Skip to main content

smooth_operator_server/
reranker.rs

1//! Reranker selection — the opt-in post-retrieval reorder stage (feature gap G8).
2//!
3//! Hybrid retrieval (dense ∪ sparse → RRF) gives a good rank-ordered top-K, but
4//! the fusion score is a *rank* signal, not a sharp relevance score against the
5//! query. A reranker reorders that candidate set with a cross-encoder before it
6//! reaches the model.

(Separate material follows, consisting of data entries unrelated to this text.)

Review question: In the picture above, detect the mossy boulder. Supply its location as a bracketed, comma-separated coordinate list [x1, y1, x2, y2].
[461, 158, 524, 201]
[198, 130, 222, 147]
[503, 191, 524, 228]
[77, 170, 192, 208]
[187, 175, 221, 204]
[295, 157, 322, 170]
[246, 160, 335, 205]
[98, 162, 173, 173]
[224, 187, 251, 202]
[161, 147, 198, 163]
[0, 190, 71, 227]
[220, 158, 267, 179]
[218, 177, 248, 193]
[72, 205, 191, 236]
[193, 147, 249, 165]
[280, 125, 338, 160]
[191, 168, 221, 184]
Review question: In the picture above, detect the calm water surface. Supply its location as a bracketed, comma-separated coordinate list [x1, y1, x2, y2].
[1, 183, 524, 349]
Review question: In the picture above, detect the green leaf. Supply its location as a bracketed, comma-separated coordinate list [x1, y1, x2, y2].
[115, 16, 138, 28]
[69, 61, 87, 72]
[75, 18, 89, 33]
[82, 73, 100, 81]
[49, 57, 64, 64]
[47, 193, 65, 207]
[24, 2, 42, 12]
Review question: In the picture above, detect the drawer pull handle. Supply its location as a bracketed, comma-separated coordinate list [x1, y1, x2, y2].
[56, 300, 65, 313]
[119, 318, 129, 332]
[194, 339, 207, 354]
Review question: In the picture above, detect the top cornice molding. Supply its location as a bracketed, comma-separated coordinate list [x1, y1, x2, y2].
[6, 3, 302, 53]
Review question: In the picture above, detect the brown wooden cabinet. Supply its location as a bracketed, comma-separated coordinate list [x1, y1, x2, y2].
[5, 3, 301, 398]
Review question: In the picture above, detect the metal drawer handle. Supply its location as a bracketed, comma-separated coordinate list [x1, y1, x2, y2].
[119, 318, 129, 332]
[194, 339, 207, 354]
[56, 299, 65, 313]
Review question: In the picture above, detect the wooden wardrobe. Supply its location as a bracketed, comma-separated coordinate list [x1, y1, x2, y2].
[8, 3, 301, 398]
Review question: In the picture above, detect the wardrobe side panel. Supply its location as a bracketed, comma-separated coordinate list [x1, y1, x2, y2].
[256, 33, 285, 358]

Unlike the embedder — which is *required* for dense
7//! retrieval to work at all — the reranker is **opt-in**: the default is the
8//! identity [`NoopReranker`], so wiring the selector in never changes existing
9//! behavior.
10//!
11//! There are three implementations of the
12//! [`Reranker`](smooth_operator::rerank::Reranker) trait in this workspace:
13//!
14//! | Reranker            | Network | When                                                       |
15//! | ------------------- | ------- | ---------------------------------------------------------- |
16//! | [`GatewayReranker`] | yes     | **Production.** Cohere/Voyage `/v1/rerank` over the gateway. |
17//! | [`LexicalReranker`] | no      | Offline deterministic reorder (BM25-ish lexical overlap).  |
18//! | [`NoopReranker`]    | no      | **Default.** Identity — rerank is off, order unchanged.    |
19//!
20//! [`build_reranker`] picks from configuration, mirroring
21//! [`build_embedder`](crate::embedder::build_embedder):
22//!
23//! - **Keyed** (gateway key present) ⇒ the real [`GatewayReranker`], the
24//!   production semantic reorder. Logs a [`tracing::info!`].
25//! - **Unkeyed + lexical requested** (`SMOOTH_AGENT_RERANK=lexical`) ⇒ the
26//!   network-free [`LexicalReranker`] for an offline reorder.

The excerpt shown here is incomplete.